We have just come through a general election in March this year where Nigerians embraced the leadership of President Muhammadu Buhari and he has been elected for a second term with a little more votes than they have in 2015, also state governors were elected in different states, a lot of them second termers and a number of them first termers and interestingly enough, we have seen all kinds of democratic outcomes. We have first termers defeating second termers and in the case of one state, the Supreme Court exercising their rights as the highest court in the land to determine what should be and it is respected by the government.
So, to celebrate the evolution of our democracy, we are progressing from one mandate to the other.
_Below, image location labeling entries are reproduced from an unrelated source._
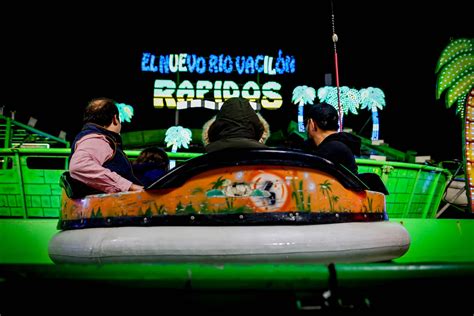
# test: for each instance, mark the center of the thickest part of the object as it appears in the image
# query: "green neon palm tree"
(455, 71)
(177, 137)
(373, 99)
(302, 95)
(350, 98)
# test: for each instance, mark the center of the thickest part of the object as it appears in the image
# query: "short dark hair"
(153, 154)
(324, 114)
(101, 111)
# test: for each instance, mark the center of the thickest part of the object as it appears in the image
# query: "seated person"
(236, 125)
(324, 140)
(151, 164)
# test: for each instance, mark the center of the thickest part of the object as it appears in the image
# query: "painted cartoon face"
(274, 189)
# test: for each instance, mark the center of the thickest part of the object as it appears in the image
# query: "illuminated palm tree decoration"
(350, 99)
(177, 137)
(301, 96)
(455, 70)
(125, 112)
(373, 99)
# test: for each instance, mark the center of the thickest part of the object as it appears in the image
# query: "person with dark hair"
(236, 125)
(97, 158)
(151, 164)
(324, 140)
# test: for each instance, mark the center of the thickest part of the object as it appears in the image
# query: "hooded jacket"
(340, 148)
(236, 125)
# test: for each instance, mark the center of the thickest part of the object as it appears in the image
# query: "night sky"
(53, 65)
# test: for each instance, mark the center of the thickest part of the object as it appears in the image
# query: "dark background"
(52, 64)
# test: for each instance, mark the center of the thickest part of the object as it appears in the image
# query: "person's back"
(236, 125)
(150, 165)
(97, 158)
(324, 139)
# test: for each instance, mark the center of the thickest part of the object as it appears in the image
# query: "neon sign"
(192, 63)
(167, 94)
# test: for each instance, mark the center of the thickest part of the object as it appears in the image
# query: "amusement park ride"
(270, 230)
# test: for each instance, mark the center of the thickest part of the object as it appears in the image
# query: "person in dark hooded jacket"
(236, 125)
(322, 124)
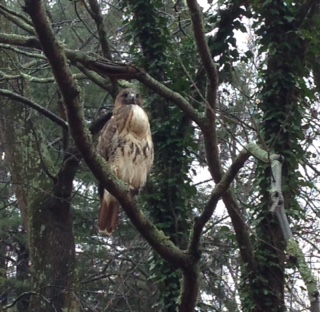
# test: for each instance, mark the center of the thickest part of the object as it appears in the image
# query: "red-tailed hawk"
(126, 143)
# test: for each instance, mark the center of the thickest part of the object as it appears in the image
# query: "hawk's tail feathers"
(109, 213)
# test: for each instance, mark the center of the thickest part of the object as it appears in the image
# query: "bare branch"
(204, 52)
(162, 244)
(37, 107)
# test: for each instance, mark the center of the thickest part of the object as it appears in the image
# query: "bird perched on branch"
(126, 143)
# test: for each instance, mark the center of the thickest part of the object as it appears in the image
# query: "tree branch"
(37, 107)
(51, 48)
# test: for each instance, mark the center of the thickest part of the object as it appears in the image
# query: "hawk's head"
(129, 96)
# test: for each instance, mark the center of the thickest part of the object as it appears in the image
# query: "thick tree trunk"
(52, 244)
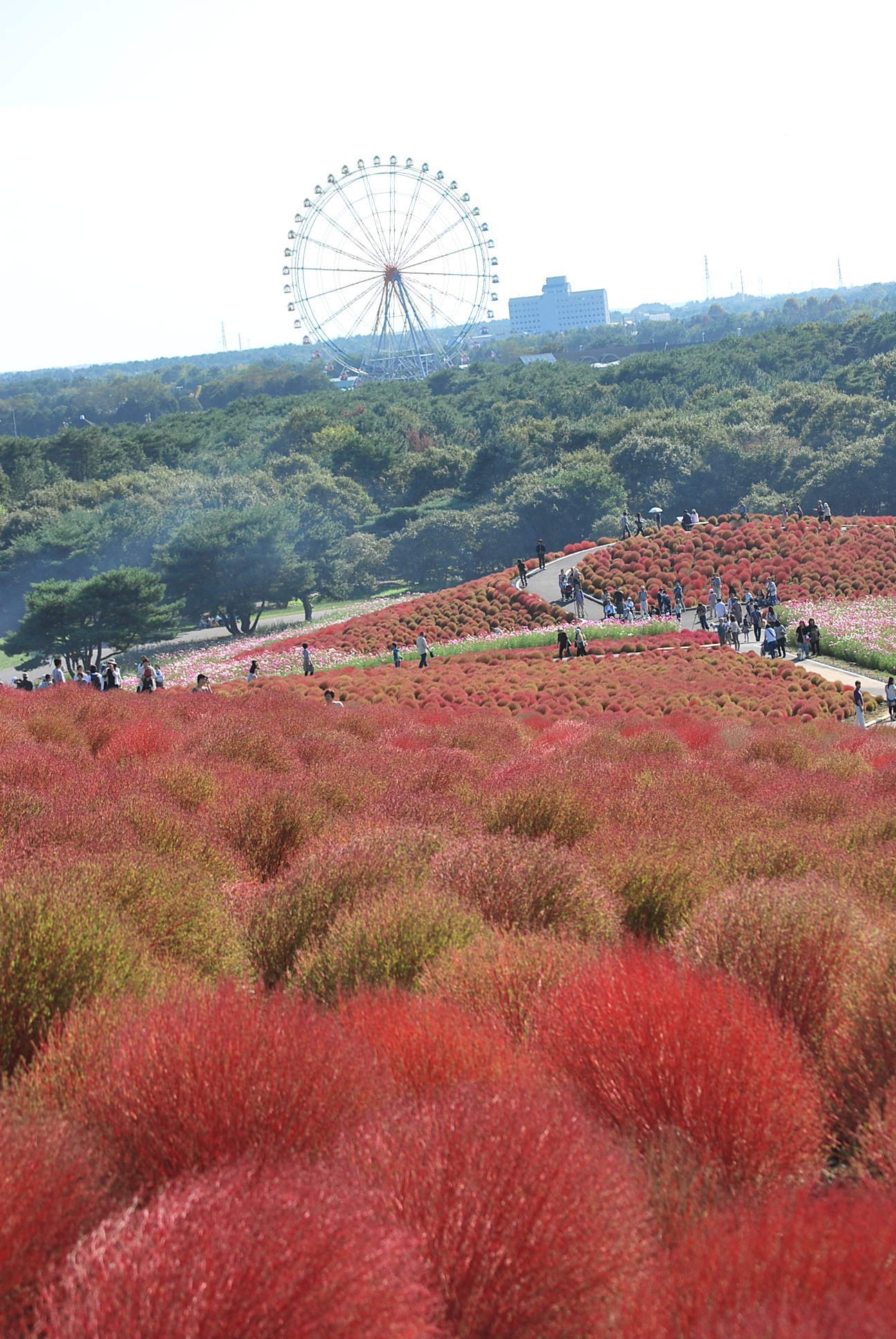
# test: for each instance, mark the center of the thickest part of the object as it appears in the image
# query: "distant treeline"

In the last few years, Nigeria has faced economic downturn, which has been occasioned by changes in global economy. In 2008 the world began to witness recession which affected many countries and in 2011, Nigeria had a wage increase so you have economic downturn in the world and you have a wage increase which is commendable but the effect of the two continue to hit hard and then in 2014, we also had another economic crisis.
So the money available to government fell dramatically; the money available for us to police our country, provide for the welfare of our citizens has reduced significantly.
Oil prices plunged from about $140 per barrel to as little as $27 per barrel. Let us all be cognisant of the fact that democracy fares in a demanding society, every elected representative, whether councillor, chairman of local government, House of Assembly, Federal House of Representatives and Senate, deputy governor or governor and Vice President or President, whenever you go around your constituency, you are going to face more demand for governmental services which in other forms of government would not be so, this also adds to the pressure to do more.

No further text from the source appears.